In 2019, UM achieved a ‘Gold Stars’ rating from the Association for the Advancement of Sustainability in Higher Education, who ranked UM in their top 10 in the categories of Coordination and Planning and Research. UM’s research and scholarly expertise has also lead it to be designated as the United Nations Academic Impact hub to help the international agency achieve its sustainable development goal related to clean water and sanitation. This new charter continues to advance UM as leaders in environmental stewardship, which has a long history. For example:
UM offers over 400 courses, at various levels, focused on sustainability
UM signed the Talloiries Declaration in 1990 in France, committing us to environmental sustainability
The Centre for Earth Observation Sciences was established in 1994 to understand the complex networks of Earth’s natural systems and how they will respond to climate change
UM was an early leader in the move to reduce its resource usage and environmental footprint, releasing a Sustainability Strategy in 2016 and the most recent update in 2019. All new buildings must aim to achieve LEED Silver certification, and to help achieve this, four LEED Accredited Professionals are on staff with Physical Plant.

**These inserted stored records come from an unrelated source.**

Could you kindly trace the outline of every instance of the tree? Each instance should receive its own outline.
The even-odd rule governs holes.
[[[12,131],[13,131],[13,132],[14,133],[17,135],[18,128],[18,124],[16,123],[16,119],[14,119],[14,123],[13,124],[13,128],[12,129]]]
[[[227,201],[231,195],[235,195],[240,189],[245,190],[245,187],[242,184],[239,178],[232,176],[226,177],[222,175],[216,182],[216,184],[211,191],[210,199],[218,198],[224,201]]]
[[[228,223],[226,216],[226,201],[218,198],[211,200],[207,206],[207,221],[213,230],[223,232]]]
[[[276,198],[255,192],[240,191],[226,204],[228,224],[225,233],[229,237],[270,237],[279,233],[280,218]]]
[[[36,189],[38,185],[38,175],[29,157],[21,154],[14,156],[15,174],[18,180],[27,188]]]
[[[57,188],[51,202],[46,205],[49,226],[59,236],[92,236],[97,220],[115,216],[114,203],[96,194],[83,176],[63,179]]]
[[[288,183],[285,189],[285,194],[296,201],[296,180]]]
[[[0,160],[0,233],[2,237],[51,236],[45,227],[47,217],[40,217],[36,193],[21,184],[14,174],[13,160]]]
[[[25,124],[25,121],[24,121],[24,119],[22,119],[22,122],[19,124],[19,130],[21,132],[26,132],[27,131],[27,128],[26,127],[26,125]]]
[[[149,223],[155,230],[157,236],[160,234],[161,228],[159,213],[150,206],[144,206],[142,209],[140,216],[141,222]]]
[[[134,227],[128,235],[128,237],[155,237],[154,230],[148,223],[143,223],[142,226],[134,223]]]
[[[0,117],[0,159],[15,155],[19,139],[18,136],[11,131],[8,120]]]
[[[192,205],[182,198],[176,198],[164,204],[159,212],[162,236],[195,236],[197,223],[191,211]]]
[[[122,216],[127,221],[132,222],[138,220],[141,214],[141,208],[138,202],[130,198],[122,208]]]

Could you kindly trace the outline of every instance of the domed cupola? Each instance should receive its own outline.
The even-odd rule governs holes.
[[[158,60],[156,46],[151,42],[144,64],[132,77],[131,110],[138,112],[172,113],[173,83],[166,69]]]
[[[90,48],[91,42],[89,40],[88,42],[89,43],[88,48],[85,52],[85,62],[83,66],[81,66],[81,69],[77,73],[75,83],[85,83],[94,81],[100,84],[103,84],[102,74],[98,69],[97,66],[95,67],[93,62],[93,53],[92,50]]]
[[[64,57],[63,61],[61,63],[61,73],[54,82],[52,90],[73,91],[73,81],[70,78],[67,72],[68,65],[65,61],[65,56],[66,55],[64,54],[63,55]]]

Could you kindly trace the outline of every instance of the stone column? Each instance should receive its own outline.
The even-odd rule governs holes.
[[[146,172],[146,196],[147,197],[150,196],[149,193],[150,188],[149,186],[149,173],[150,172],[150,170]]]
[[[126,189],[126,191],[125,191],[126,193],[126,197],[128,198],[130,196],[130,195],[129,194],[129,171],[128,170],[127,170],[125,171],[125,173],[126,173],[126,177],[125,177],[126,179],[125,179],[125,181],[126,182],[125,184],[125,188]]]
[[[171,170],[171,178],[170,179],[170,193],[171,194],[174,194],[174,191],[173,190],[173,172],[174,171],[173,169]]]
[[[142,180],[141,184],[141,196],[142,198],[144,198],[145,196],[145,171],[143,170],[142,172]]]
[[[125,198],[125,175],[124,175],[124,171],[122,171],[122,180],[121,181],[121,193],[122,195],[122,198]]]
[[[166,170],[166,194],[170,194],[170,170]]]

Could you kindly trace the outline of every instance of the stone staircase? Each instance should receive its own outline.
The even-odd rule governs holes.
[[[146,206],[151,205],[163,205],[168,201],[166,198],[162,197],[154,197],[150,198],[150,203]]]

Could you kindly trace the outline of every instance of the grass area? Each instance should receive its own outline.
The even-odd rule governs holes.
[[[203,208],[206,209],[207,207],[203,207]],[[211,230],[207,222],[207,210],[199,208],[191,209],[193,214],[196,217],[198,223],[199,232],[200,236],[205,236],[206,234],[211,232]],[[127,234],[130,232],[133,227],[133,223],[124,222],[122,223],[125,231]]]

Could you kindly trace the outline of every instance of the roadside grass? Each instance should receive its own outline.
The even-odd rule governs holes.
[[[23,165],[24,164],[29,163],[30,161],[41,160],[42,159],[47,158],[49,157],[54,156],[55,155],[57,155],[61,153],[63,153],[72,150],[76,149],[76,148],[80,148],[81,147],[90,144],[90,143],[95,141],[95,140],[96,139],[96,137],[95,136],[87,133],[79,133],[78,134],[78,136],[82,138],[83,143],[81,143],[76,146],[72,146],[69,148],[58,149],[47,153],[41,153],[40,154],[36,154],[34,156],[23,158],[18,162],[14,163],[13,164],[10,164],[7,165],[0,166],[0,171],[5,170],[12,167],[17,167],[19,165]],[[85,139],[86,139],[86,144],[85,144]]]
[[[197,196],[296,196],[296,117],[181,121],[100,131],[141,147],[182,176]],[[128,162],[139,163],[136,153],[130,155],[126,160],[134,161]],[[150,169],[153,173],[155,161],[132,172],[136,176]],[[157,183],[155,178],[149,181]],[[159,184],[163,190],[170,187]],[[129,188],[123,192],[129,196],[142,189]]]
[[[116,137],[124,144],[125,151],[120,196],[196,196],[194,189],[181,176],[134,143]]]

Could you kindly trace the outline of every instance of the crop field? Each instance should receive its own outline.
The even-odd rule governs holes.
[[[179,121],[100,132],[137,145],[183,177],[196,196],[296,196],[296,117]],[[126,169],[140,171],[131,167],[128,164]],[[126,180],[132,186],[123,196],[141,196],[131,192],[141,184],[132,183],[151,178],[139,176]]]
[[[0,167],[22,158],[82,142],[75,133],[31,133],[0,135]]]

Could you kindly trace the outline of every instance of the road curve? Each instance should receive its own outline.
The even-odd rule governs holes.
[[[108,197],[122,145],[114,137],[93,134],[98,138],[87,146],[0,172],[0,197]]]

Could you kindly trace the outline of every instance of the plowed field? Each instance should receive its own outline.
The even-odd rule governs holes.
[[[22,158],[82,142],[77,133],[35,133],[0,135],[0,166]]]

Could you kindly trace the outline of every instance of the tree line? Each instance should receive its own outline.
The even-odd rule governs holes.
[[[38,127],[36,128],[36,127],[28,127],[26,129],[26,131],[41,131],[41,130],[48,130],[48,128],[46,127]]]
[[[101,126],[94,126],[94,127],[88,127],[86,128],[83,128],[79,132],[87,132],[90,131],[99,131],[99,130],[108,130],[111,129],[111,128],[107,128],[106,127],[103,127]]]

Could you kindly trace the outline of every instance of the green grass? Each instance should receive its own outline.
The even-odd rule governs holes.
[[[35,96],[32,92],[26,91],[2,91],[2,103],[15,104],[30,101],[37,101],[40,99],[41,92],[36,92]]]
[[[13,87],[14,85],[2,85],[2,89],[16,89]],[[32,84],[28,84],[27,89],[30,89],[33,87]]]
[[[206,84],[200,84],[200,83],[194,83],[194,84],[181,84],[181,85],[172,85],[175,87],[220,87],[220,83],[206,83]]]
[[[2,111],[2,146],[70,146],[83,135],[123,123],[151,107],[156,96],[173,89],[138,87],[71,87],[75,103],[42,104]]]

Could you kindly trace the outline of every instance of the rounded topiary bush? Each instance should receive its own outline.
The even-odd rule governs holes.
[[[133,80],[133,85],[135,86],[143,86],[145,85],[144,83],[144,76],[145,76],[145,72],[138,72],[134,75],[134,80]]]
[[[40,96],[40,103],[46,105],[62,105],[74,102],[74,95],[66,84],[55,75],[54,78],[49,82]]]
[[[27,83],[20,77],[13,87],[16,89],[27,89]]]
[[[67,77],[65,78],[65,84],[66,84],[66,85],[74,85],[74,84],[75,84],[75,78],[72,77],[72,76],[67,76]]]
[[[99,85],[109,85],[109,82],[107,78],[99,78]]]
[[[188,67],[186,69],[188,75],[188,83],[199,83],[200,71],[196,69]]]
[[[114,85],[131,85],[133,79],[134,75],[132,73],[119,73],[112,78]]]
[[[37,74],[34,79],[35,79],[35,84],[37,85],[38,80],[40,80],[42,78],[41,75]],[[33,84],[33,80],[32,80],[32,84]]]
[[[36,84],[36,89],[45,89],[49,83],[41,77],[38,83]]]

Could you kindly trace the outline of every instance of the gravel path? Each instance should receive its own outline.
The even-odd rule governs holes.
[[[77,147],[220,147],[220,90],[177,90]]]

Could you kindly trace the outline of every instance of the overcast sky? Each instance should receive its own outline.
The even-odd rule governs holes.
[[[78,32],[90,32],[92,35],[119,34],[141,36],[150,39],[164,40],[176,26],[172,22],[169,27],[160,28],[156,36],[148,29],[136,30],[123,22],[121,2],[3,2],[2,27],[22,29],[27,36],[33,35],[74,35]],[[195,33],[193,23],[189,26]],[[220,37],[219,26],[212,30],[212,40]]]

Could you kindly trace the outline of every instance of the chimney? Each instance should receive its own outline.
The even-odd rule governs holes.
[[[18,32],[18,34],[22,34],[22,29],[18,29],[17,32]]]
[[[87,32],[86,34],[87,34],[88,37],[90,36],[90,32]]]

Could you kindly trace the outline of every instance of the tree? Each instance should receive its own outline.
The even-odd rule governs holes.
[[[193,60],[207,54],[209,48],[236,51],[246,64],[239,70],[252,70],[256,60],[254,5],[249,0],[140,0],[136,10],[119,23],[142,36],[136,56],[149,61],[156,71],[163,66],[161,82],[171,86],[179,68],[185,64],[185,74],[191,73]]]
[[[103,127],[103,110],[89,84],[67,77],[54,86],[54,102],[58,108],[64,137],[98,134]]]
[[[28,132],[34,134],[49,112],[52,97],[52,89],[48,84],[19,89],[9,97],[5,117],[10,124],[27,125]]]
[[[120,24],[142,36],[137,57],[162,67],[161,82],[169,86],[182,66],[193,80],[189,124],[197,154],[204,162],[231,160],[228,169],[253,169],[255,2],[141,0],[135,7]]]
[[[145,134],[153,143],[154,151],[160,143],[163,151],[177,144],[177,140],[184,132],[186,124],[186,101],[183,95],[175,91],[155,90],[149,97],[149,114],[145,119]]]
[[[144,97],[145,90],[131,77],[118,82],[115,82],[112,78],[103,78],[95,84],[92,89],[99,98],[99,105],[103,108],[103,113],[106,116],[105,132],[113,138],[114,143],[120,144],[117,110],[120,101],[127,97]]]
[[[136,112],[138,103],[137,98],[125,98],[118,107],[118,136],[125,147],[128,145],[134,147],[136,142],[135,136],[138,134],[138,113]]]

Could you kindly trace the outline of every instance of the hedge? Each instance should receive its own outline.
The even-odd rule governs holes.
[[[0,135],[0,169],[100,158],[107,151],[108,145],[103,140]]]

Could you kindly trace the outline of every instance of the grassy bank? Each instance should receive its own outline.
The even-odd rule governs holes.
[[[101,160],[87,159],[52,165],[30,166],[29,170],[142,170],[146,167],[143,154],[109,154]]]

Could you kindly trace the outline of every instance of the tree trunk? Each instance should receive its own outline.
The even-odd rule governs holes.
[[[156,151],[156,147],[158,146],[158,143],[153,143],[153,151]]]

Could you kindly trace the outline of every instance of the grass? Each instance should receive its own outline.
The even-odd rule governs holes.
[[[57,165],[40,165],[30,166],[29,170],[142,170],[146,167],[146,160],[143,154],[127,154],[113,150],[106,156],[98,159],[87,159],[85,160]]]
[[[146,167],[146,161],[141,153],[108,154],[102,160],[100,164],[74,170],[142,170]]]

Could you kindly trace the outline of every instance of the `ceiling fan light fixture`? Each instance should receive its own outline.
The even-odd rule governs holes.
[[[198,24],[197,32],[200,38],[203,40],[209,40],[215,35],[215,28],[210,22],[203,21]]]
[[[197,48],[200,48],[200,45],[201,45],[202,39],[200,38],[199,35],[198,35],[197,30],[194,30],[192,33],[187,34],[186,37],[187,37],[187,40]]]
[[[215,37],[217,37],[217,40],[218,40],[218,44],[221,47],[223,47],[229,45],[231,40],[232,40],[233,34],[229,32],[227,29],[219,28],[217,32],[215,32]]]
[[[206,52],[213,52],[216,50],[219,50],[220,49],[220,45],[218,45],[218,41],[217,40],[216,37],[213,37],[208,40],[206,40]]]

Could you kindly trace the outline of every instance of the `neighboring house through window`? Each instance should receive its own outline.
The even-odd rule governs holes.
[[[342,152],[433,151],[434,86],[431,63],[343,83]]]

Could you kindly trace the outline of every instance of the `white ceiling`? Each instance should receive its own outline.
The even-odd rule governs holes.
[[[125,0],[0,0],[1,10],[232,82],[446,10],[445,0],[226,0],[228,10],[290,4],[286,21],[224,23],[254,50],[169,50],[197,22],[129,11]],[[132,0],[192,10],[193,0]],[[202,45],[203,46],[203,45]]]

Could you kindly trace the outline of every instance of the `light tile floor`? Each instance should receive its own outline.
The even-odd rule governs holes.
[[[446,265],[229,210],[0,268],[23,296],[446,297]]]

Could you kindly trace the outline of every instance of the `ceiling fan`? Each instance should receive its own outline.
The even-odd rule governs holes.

“I’m proud of what our community has accomplished since I took office in 2008, the year we signed the University and College Presidents’ Climate Change Statement of Action for Canada,” says Barnard. “Since then, we have created the Office of Sustainability and a robust strategy to reduce our carbon footprint. We have done remarkable work and have achieved many things that are worthy of celebration. And although much work remains, our passionate and caring researchers, student groups, working groups, staff and administrators will help this great university overcome the challenges of the future.”
This recently signed charter holds UM to regularly measure the carbon intensity of its investment portfolios and set meaningful targets for their reduction over time. It also requires UM to evaluate progress towards these objectives on a regular basis and share the results of such assessments publicly. The university will also ensure the performance evaluation of its investment managers considers their success in achieving such objectives, alongside the normal criteria for assessing their performance.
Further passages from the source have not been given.